I’d love it if you gave it a spin; please let me know if you find anything nasty!
chrome --headless --disable-gpu --print-to-pdf https://www.google.com/
As soon as you need to control anything, you have to use [Puppeteer](https://developers.google.com/web/tools/puppeteer/)
Other than that, it runs the article through Readability to extract just the main content and applies customizable CSS / HTML to it.
We support 'captured' HTML pages. Basically what we do is we fetch the full HTML of the content and store it in a PHZ file (polar HTML archive) and then we save that to disk (it's just a zip file with JSON metadata).
The Polar app is an Electron app so it has full access to render HTML.
We then inject our self into the network layer using protocol interceptors and if you're loading the URL you just captured we load the content from the PHZ instead of the network.

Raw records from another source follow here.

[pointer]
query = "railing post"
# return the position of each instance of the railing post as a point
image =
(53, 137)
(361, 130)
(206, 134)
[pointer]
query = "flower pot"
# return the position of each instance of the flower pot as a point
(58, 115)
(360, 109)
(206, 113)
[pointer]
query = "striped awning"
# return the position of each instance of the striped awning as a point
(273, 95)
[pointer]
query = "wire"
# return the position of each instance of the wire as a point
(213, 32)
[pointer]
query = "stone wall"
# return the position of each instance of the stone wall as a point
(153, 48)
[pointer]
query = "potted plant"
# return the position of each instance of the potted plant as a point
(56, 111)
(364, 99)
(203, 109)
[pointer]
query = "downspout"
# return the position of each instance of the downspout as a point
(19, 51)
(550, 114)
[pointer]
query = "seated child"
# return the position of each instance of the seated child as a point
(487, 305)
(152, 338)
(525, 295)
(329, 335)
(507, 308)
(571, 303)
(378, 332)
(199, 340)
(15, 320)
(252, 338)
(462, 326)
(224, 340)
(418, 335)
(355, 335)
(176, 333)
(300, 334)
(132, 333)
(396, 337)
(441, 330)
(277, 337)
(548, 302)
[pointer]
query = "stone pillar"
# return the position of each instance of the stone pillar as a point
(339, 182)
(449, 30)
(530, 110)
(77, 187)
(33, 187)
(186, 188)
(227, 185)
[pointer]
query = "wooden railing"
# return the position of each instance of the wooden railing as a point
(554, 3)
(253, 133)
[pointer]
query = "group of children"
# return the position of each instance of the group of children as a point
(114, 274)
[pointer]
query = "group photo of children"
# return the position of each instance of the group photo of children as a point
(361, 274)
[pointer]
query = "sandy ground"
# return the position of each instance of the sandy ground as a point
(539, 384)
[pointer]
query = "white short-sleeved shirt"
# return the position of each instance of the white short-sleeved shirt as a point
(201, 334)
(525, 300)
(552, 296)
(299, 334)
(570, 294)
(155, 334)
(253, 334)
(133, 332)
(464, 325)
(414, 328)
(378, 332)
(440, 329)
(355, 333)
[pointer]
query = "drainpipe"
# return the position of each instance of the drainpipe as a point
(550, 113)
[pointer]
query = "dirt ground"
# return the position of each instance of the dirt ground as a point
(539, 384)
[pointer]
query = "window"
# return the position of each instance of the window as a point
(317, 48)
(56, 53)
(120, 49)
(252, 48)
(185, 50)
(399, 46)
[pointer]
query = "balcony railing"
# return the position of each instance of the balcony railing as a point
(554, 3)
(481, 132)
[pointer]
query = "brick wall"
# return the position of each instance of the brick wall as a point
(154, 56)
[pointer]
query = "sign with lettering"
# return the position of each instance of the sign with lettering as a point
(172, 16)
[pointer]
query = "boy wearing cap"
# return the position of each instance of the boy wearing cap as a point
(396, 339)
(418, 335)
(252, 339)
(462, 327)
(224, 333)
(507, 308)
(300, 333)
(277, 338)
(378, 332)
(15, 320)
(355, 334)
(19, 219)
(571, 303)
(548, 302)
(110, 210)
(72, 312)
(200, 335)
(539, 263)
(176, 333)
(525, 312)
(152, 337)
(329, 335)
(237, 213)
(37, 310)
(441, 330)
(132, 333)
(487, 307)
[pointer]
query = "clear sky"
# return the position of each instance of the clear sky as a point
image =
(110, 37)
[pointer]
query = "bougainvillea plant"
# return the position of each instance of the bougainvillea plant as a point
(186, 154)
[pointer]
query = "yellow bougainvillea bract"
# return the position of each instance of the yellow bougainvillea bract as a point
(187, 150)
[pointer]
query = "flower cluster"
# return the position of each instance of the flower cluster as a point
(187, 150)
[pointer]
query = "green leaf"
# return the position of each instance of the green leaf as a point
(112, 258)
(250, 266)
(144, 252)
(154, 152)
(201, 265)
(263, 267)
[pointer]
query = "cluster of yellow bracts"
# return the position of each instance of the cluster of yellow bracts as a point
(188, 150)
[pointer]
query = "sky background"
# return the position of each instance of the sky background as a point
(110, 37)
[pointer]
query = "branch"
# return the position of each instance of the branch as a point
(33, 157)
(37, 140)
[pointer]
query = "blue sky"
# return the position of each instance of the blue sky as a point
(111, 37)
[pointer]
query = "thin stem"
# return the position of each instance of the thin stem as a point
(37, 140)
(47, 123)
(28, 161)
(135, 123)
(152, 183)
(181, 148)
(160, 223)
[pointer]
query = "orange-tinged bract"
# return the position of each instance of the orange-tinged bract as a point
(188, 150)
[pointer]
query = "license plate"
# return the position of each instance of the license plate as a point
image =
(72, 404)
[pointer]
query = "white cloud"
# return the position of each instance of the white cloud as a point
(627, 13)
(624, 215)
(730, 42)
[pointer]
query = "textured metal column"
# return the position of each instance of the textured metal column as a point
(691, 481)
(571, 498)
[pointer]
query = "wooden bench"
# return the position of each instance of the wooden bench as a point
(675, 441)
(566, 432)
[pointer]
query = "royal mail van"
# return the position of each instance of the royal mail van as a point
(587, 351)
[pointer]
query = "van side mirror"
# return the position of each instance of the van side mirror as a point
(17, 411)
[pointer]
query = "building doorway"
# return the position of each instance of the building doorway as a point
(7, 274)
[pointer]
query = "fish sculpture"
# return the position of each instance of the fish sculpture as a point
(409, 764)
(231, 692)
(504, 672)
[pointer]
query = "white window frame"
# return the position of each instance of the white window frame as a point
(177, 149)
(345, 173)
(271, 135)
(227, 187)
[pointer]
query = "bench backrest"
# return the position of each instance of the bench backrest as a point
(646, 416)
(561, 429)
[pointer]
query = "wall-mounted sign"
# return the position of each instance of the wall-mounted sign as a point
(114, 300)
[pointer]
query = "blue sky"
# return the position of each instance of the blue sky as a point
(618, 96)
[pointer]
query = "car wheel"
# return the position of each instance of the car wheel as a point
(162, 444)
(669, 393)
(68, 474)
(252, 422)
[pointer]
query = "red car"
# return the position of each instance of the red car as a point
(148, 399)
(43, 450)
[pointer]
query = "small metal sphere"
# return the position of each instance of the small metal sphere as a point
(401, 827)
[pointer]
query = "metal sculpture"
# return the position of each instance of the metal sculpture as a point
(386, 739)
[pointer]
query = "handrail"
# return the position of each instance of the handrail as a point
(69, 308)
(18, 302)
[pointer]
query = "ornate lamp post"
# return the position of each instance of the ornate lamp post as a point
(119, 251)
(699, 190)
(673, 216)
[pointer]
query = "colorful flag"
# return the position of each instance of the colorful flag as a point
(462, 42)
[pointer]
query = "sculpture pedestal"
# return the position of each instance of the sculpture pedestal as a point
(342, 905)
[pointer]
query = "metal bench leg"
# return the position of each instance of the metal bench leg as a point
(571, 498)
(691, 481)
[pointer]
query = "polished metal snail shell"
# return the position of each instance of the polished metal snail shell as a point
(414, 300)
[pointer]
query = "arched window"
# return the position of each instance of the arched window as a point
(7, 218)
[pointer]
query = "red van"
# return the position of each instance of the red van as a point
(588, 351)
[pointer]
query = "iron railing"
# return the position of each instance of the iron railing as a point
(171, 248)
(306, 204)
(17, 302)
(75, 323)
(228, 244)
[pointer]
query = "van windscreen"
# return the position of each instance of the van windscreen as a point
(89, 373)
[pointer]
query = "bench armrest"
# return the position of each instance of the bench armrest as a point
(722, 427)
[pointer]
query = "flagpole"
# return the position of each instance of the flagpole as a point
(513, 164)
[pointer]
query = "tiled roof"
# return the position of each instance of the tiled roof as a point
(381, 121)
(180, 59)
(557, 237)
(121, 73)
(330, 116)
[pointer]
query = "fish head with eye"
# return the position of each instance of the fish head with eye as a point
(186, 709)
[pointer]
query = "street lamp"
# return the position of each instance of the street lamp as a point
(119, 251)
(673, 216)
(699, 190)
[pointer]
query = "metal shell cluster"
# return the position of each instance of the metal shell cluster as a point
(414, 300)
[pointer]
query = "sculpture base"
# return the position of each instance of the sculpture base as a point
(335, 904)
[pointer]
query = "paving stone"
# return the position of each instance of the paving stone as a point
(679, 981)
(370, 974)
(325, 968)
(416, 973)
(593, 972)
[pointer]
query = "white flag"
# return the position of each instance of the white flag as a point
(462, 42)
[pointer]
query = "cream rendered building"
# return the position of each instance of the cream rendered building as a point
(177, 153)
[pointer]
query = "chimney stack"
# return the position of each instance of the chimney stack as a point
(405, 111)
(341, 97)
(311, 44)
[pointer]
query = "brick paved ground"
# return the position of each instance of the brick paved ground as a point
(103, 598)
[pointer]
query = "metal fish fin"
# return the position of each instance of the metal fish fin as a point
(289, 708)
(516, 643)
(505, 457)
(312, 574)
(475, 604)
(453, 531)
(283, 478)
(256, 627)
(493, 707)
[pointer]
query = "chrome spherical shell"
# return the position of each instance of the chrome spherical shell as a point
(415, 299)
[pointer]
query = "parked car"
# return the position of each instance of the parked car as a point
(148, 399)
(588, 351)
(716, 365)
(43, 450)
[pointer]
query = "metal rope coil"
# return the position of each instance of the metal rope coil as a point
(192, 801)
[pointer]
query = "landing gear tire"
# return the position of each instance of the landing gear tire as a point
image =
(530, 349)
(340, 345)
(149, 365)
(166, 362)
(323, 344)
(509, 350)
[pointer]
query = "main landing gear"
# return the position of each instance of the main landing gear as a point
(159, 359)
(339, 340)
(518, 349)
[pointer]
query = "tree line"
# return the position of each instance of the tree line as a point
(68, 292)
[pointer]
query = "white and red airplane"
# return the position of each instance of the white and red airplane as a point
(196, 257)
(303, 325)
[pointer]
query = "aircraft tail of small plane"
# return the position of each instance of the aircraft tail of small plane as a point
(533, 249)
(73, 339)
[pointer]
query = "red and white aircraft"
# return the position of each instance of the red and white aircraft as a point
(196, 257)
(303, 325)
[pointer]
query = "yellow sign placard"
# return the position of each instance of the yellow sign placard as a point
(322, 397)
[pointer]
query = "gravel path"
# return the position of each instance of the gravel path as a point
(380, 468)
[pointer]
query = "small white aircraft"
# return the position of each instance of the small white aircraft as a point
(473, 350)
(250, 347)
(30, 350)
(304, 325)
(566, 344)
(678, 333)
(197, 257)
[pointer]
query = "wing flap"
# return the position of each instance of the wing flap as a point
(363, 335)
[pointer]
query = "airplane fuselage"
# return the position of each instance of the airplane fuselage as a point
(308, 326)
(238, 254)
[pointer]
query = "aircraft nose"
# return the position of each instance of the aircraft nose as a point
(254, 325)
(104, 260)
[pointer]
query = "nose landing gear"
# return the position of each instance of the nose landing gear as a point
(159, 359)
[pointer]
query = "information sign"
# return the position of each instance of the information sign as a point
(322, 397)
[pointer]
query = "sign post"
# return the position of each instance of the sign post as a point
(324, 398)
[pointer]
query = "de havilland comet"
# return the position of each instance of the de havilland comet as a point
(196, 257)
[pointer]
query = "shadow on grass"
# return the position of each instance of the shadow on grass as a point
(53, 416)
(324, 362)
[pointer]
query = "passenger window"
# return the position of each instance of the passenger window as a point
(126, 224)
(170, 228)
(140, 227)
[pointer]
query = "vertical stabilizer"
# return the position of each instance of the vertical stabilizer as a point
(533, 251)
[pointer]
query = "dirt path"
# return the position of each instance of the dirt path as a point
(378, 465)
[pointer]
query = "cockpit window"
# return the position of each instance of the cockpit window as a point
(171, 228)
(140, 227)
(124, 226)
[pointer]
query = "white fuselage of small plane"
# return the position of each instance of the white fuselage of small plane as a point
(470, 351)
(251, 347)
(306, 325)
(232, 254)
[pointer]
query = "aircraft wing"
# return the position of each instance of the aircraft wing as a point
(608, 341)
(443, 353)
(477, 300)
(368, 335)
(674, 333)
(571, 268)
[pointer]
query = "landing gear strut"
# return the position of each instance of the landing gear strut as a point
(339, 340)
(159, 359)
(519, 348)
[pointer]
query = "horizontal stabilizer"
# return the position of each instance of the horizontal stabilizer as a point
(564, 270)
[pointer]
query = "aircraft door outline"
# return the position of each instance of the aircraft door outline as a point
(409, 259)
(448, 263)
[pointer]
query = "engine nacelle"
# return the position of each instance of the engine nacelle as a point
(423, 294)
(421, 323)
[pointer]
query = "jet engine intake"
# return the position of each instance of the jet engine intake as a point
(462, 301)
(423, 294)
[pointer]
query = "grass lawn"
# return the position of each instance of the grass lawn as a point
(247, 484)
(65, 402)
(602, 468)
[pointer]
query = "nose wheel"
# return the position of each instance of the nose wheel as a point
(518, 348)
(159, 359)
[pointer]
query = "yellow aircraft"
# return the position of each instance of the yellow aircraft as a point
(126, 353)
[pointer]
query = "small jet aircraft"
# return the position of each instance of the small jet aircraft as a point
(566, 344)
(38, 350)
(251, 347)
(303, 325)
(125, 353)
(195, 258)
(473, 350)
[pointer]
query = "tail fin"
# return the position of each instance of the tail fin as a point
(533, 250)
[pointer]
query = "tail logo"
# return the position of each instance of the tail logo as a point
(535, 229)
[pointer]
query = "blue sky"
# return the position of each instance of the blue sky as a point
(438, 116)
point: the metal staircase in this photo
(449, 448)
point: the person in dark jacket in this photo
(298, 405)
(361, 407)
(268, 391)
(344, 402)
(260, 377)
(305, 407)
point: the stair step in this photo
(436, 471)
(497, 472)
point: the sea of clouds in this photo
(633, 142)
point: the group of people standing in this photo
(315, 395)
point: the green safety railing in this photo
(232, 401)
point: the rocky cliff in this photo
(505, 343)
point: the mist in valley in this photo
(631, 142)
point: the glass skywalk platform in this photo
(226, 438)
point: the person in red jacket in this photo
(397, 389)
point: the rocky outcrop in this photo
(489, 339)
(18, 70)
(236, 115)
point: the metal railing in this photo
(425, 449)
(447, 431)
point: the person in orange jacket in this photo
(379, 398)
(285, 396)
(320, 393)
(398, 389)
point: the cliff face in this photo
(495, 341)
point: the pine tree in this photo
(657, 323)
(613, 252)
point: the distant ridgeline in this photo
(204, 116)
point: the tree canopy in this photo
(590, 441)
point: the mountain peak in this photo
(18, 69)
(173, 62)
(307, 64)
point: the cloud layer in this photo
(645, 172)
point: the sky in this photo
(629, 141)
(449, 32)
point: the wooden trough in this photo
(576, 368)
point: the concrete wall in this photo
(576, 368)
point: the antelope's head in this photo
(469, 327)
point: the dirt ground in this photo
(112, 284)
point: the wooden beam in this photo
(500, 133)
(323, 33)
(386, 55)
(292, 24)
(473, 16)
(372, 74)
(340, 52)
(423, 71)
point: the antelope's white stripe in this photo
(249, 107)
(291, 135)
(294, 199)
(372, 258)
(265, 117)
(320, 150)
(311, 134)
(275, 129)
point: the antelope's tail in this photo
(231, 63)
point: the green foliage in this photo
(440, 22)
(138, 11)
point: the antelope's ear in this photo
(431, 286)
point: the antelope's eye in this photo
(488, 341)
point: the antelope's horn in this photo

You can then annotate the content, take notes on it, tag it, and keep it forever without risk of it vanishing.
I use it for important documents that I can't afford to ever lose. For example, the Etherium whitepapers are in HTML , not PDF. they're also living documents so I can just capture anytime I want.
HTML files don't often print properly so this way I can keep them the way they were meant to be seen.
In any case, many people have tried creating such a tool. I once used to believe that such functionalities should be part of the browser itself. But there's always been a disconnect between local files and browser. Now in the mobile world, it is even difficult to stay in sync.
percollate pdf --output p.pdf https://github.com/danburzo/percollate
The font is gigantic and the page tiny. Barely get to the second headline on the first page.
And there is no way to tune this on the command line (yet).
It's probably a good idea to not introduce flags like `--font-size 12p` or `--page A4` since it leads down a rabbit hole. (Where do you stop?). Directly passing down CSS seems appropriate here.
> percollate html Not implemented yet